My milk comes in, and he starts nursing a little better. He behavior hasn't changed much, he is always acting hungry and never satisfied, you know that "milk comma" or "breastmilk drunk" face that so many babies have after a good "meal" My baby has never had that..:( He sleeps and is happy now..but i feel like my milk has never totally filled him up. There was times that with tears in my eyes i had to make him formula.. the thing that I didn't want to do..Just thinking about giving up, without a fight, and using formula..even just a little bit..to fill him up..How could I fail my baby!!
He started going for weight checks..and he went down to 8lbs 14 oz. For his lenght and weight he could only go down to 8lbs 10oz. So i start stressing out.:(
I start doing some research. And i found this link
Forceful letdown, Emmett had all the symptoms, specially the gagging, chocking,gulp and gasp. He even has stopped breathing for a few seconds, giving me big scares.
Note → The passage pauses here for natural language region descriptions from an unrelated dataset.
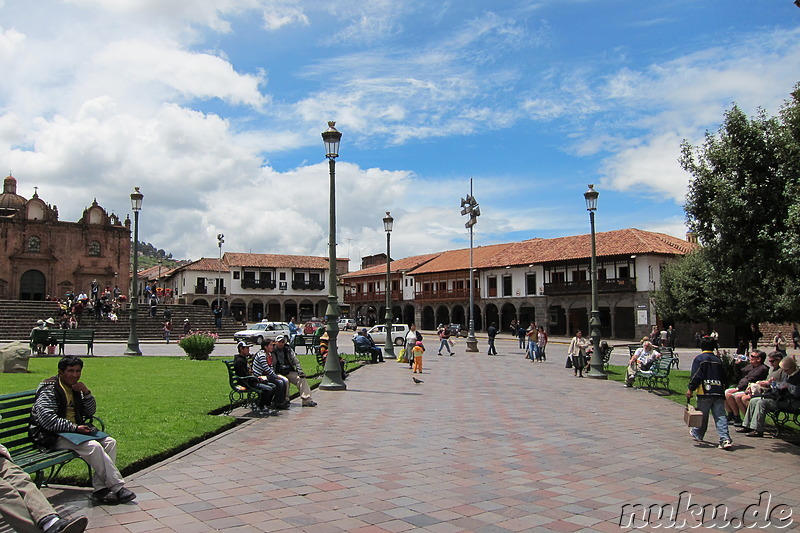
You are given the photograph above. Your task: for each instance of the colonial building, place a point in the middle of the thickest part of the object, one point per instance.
(42, 256)
(542, 280)
(258, 286)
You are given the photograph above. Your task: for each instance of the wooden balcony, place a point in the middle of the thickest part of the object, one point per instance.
(445, 295)
(308, 285)
(375, 296)
(585, 287)
(258, 284)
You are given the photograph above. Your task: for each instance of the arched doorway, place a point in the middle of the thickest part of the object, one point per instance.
(458, 316)
(508, 313)
(427, 318)
(32, 286)
(408, 314)
(256, 310)
(442, 315)
(492, 317)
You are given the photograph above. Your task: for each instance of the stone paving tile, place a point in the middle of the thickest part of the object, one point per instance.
(390, 456)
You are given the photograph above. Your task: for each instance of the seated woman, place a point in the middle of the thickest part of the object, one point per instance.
(759, 406)
(642, 359)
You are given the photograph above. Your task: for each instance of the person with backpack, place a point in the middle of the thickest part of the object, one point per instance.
(541, 342)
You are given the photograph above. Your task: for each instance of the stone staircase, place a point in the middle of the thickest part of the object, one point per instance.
(17, 318)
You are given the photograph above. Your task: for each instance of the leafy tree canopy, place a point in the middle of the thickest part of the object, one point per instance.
(744, 205)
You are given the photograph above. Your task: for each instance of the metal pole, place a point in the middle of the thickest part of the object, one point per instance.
(332, 380)
(594, 321)
(388, 347)
(133, 336)
(472, 342)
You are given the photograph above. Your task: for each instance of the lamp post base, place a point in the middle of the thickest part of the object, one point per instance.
(133, 350)
(597, 373)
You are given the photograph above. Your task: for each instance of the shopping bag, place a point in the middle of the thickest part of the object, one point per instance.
(692, 417)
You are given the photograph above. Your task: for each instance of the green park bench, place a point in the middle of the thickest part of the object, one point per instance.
(43, 466)
(74, 336)
(43, 337)
(657, 376)
(241, 393)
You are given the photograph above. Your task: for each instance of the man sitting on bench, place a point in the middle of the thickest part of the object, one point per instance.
(62, 405)
(365, 343)
(642, 359)
(24, 507)
(267, 390)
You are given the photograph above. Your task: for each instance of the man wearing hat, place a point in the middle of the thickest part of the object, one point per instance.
(262, 369)
(365, 343)
(286, 364)
(267, 390)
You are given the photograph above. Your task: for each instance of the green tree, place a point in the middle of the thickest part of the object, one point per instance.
(743, 204)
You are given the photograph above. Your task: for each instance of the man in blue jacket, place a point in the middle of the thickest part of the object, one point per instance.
(710, 380)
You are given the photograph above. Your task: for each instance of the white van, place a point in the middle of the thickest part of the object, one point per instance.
(399, 332)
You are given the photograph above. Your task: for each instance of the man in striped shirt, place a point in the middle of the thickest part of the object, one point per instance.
(63, 403)
(262, 368)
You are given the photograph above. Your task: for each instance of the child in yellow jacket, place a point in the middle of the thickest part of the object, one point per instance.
(417, 352)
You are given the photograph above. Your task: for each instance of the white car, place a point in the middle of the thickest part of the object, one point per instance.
(399, 332)
(256, 333)
(347, 323)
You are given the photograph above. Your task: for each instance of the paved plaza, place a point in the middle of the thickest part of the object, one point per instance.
(485, 444)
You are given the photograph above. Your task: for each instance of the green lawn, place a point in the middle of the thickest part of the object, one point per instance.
(678, 383)
(154, 406)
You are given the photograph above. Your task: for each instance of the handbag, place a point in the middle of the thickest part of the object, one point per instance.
(692, 417)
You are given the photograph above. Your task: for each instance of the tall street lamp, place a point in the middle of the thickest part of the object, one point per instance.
(594, 321)
(133, 336)
(388, 348)
(470, 207)
(332, 379)
(220, 242)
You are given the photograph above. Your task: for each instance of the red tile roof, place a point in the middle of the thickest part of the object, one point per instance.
(235, 259)
(576, 247)
(407, 263)
(482, 257)
(206, 264)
I start working on this, changing positions and feeding him only one side at a time. Sometimes this was so much work because he was so little and so hard to feed him "sitting up"
From the moment we came home from the Hospital i noticed that he preferred to lean his head to his left side, I assumed that he would grow out of it, but as days go by, I notice it more and more..sometimes when I am changing his clothes and move his head a little too much to the right, he will scream bloody murder..again, feeling like a failure, because there is something wrong with my baby and I am making it worse.
I start putting two and two together, his neck and him not nursing on my left side are related.
Also he has failed his hearing test, 3 times, and yes only on one side..and yes..you guessed right, he has failed on his left side.
Right now..almost 5 weeks later. I feel like such a failure, i pump and pump, not not enough to start a stash of breastmilk for when i go to work. Most of the time he is crying, he has very few happy content moments.He acts hungry all the time and it seems like my breastmilk is not enough I gave in and I started giving him formula.
I am losing my supply on my left side from him not nursing as vigorously as he does on the right. My right breast still has a fast letdown but he seems to be dealing with it better.
I took him to the doctor for his neck and they did an X-ray, everything looks good on it and they are calling it Torticollis and they think that he will/should grow out of it. We have been working at home by moving his head gently to the other side and he got a referral from the doctor for Physical Therapy.
Some days feel like such a struggle, him not nursing well, him not being happy, him not being totally full..I feel like i am starving my child and no matter how much i feed him, he is never happy.
Because of my fast letdown and him choking and gagging during feedings, outings are NOT fun..it's really hard to get him to latch when we are out in public. He really hates to be held by somebody else and lately, the only thing he wants is to comfort nurse..even if he falls asleep, he doesn't want to let me go. I am hoping that this last behavior is just a growth spurt.
I still feel like i need help and advice, I am going back to work in a couple of weeks and feel like giving up. I don't know what to do and don't have a clue how i am going to make it work.